Calmly and honestly I said “yes, I did.”
“Do you know where that sign is now?” he asked politely.
“Yes, it’s in the trunk of my car.”
“Would you mind to get that for us?” he asked.  I said of course, as I had to borrow a set of the car’s keys from my mother who was standing nearby, showing a look of disappointment mixed with confusion.  I opened the trunk, pulled out the sign, and handed it to the officer, expecting a slap on the wrist and then an end do this wild incident.
“Thank you, son,” the other officer said in a potential effort to justify his presence at the crime scene.
“Now, the owner of the McDonald’s wants to press charges,” he said, not eliciting any response from me quite yet as I didn’t know what that entailed.  “Petty theft is anything under $15,” he said, giving me great hope of freedom, “but he says the wet floor sign cost $16.”

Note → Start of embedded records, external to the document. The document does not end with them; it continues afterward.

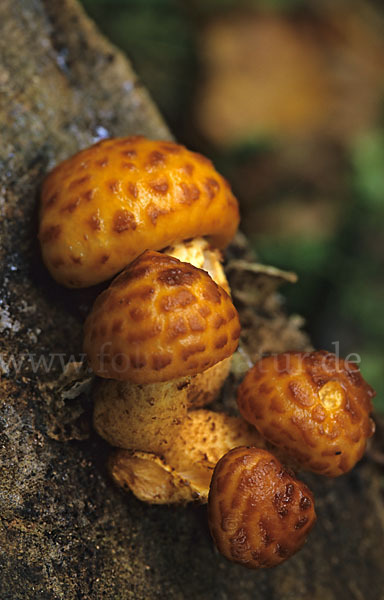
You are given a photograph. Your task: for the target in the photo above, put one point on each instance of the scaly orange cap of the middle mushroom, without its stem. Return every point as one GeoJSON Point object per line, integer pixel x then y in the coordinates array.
{"type": "Point", "coordinates": [159, 320]}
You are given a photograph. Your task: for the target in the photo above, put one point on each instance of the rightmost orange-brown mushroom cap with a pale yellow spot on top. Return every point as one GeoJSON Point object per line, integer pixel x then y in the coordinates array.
{"type": "Point", "coordinates": [314, 405]}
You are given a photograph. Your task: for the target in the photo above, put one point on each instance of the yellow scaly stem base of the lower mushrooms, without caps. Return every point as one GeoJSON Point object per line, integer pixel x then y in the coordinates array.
{"type": "Point", "coordinates": [183, 474]}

I literally laughed in his face, which might not have been the best move.  I’ve never valued a piece of yellow plastic at over $15, especially when it didn’t even have the Spanish Translation of its message on it.
“Now you’re only 17, so we can’t take you in,” he said, “but if you was over 18 you’d be spending the night in jail tonight.”
(I swear on all that is righteous and holy this very officer specifically outlined that if the crime had occurred exactly 30 days later, when I was of legal age, I would have spent a night behind bars for taking an 18-inch by 3-feet piece of plastic from a major corporation.)
“We’re gunna have to talk to sarge and see what we’re going to have to do about this.  Most cases it’s community service.  But we’ll have to get back to you in a few days.”
So there I stood, in the center of my own driveway on a warm spring day, two weeks before graduating high school, exactly one month from reaching a legal age, and I was just technically legally reprimanded for taking a wet floor sign from outside of a McDonald’s and driving it to my house.
Clearly, my life was going down a spectacular path.